How would you guys suggest I fix the door gap? For the latch hole I was thinking I could just use silicone and a small metal square to seal it from the inside, but the gap around the door is confounding me. I don't have a welder or know how to weld, but I'd love the chance to learn. If I can fix this in a simpler or quicker way I'd rather go that route so I can get smoking on this bad boy faster - it's much bigger than the weber kettle I'm coming from!

Thanks for your help,

Gartlesby

edited to add a couple more questions:

1. The silicone recommended by Amazing Ribs is only rated to 500 degrees - is that good enough? http://www.amazon.com/exec/obidos/ASIN/B000DZBLNC/amazingribs--20

2. Hardware store guy said JB Weld wasn't good enough since things would be getting too hot - but this was also recommended as a sealant/glue by Amazing Ribs. Should I not use it?


----------



## sqwib (Aug 26, 2014)

gartlesby said:


> Howdy guys and gals,
> 
> I recently got a new offset smoker and in my burn in tests I am having a hell of a time controlling oxygen to the fire. With everything closed up, the temp inside the pit near the firebox was reaching over 500 degrees, after 1 hour! (perfect example of why you should do test burns to learn your pits!) I know there's a lot I can do to make improvements in general to the offset smoker:
> 
> ...


I can pretty much guarantee that your temp problem is not from the gap in your door, I sometimes run with my door open a few inches with no problems.

The firebox does not need to be airtight.

I would look in other areas to rectify this problem, here's a few to start

Fire Management
Check thermos.
Baffles
Tuning Plates
Add thermal Mass
Diffuser at the inlet area of the firebox
Baffle where the heat pounds the first point of contact.


----------



## daveomak (Aug 26, 2014)

Pop rivet or bolt a flange on the inside of the gaps, or the outside would do...  to seal the FB.....    The metal does not need to be thick...  26 gauge would do nicely..  all you are doing is sealing air "out"...


----------



## radioguy (Aug 26, 2014)

Daves suggestion is the way to go.  You can buy pre-cut metal at your local home improvement store.  Flat bar is available in a variety of sizes.  Drilll holes, pop rivet,bolt,self tap sheet metal screws.  

RG


----------



## gartlesby (Aug 26, 2014)

SQWIB said:


> I can pretty much guarantee that your temp problem is not from the gap in your door, I sometimes run with my door open a few inches with no problems.
> 
> The firebox does not need to be airtight.
> 
> ...


I was using freshly calibrated digital thermometers to gauge the close and far ends of the pit.
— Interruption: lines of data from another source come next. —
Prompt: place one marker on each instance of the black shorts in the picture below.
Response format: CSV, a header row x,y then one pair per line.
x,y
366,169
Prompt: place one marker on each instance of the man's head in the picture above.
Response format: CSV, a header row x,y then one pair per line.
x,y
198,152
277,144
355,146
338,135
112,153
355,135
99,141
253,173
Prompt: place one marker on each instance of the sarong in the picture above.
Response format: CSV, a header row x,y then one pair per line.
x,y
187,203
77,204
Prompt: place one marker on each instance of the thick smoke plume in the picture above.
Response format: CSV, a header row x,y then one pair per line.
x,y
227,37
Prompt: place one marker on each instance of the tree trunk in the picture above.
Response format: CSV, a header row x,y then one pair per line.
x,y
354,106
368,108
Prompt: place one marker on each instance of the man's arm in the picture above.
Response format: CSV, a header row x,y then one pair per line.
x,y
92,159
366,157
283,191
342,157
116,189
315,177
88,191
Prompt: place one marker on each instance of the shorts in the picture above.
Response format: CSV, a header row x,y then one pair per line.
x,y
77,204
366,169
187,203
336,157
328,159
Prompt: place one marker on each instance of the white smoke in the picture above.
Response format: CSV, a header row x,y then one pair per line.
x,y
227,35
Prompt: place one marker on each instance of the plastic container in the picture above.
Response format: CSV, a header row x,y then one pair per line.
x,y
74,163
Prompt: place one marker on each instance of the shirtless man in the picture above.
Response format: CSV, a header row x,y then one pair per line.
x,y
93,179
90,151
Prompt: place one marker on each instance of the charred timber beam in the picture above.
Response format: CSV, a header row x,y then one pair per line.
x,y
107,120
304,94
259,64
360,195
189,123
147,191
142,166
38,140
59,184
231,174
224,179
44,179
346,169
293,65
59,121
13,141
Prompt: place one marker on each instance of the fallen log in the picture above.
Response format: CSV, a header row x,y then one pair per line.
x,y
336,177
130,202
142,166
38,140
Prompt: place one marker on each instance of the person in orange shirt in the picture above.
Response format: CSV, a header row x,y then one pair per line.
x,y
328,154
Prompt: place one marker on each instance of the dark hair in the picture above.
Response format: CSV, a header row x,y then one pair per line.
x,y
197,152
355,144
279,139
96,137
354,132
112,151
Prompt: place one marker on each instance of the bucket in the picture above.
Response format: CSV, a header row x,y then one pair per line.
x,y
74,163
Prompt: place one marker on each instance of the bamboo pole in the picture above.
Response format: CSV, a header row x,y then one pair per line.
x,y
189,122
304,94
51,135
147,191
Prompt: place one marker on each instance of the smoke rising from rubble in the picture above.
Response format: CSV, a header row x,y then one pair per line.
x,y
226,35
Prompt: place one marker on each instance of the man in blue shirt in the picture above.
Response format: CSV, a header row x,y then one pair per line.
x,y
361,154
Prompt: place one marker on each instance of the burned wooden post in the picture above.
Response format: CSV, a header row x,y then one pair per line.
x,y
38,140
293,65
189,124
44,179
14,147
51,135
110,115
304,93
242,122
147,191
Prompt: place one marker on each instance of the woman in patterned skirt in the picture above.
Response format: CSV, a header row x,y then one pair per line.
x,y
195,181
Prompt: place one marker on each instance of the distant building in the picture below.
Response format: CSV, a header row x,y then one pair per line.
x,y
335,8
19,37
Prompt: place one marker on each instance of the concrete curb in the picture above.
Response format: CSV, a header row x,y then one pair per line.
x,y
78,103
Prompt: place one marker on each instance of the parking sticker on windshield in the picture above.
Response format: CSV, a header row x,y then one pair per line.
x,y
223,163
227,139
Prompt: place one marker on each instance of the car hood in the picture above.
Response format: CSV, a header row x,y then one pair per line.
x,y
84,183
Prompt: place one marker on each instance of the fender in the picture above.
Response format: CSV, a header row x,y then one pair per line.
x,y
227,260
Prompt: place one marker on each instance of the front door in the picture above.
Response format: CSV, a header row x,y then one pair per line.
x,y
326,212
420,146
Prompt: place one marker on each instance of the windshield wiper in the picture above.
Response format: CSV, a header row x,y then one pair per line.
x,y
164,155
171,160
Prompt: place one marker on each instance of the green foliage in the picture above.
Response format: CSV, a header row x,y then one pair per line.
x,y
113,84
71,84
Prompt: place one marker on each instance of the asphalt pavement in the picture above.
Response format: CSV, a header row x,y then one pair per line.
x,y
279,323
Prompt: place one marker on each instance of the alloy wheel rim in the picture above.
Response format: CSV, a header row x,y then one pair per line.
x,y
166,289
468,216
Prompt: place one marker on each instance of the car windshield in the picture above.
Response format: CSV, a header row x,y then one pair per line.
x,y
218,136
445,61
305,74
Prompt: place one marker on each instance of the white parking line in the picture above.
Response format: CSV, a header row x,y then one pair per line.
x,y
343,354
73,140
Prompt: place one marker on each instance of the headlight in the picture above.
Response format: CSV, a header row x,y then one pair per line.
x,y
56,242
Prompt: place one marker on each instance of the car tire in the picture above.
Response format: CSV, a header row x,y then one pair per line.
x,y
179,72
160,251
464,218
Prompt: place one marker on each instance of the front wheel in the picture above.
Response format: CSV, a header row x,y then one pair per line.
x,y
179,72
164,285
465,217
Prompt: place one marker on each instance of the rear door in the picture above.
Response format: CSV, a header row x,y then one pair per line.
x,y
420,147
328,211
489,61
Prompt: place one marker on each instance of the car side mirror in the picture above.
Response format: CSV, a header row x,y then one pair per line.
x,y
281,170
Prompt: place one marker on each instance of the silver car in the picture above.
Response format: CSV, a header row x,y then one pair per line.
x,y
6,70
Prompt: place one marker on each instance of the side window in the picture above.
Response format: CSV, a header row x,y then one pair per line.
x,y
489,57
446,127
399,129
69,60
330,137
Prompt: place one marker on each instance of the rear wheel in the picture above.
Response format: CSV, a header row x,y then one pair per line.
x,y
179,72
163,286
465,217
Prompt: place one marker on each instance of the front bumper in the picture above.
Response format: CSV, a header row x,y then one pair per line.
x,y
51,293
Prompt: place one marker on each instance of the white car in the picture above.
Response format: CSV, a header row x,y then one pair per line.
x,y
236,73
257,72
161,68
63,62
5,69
I'm surprised you're saying the temp problem is not due to the airflow - on my little weber kettle adjusting the air intake to the coals was the biggest influence on controlling the temperature.

What do you mean about Fire Management? I have used the minion method successfully for quite a while, though I'm certainly not an expert.

As I understand it, baffles, tuning plates, thermal mass and the difuser would help with evening out the temerature, but I don't understand how that would keep my coals under control in the first place.

Thanks for the feedback.


----------



## gartlesby (Aug 26, 2014)

RadioGuy said:


> Daves suggestion is the way to go. You can buy pre-cut metal at your local home improvement store. Flat bar is available in a variety of sizes. Drilll holes, pop rivet,bolt,self tap sheet metal screws.
> 
> RG


When I was there looking for metal I only saw things in the size of 2'x4' sheets or larger. Can I cut 26 guage with tinsnips or something?


----------



## gartlesby (Aug 26, 2014)

DaveOmak said:


> Pop rivet or bolt a flange on the inside of the gaps, or the outside would do... to seal the FB..... The metal does not need to be thick... 26 gauge would do nicely.. all you are doing is sealing air "out"...


Thanks for the pointer - I'd be worried about the flange warping over time which is why I was thinking something thicker, but again I don't really know anything about fabrication like this so I appreciate the tips.


----------



## daveomak (Aug 26, 2014)

gartlesby said:


> When I was there looking for metal I only saw things in the size of 2'x4' sheets or larger. Can I cut 26 guage with tinsnips or something?



Yes you can cut it with tin snips......   Also, warping has nothing to do with the thickness of a metal....  the expansion factor, of a given alloy, determines how it expands.. ..  Roofing sheet metal is about 26-28 gauge...  or something close....  

Also, there are rolls of sheet metal in the roofing department....   don't get galvanized...    get painted...  it is a "baked on finish" that is fairly heat resistant and doesn't give off toxic fumes like galvanized does....  

OR, in the hardware section are metal displays that have thicker hot and cold rolled steel.... like 1/8" x 1" strips....  take your pick...


----------



## jburn244 (Aug 26, 2014)

The firebox certainly doesn't need to be airtight as mentioned. Based on the photos I don't see how you'd be getting 500 degrees in the cook chamber unless you had the firebox filled to the brim with fuel. 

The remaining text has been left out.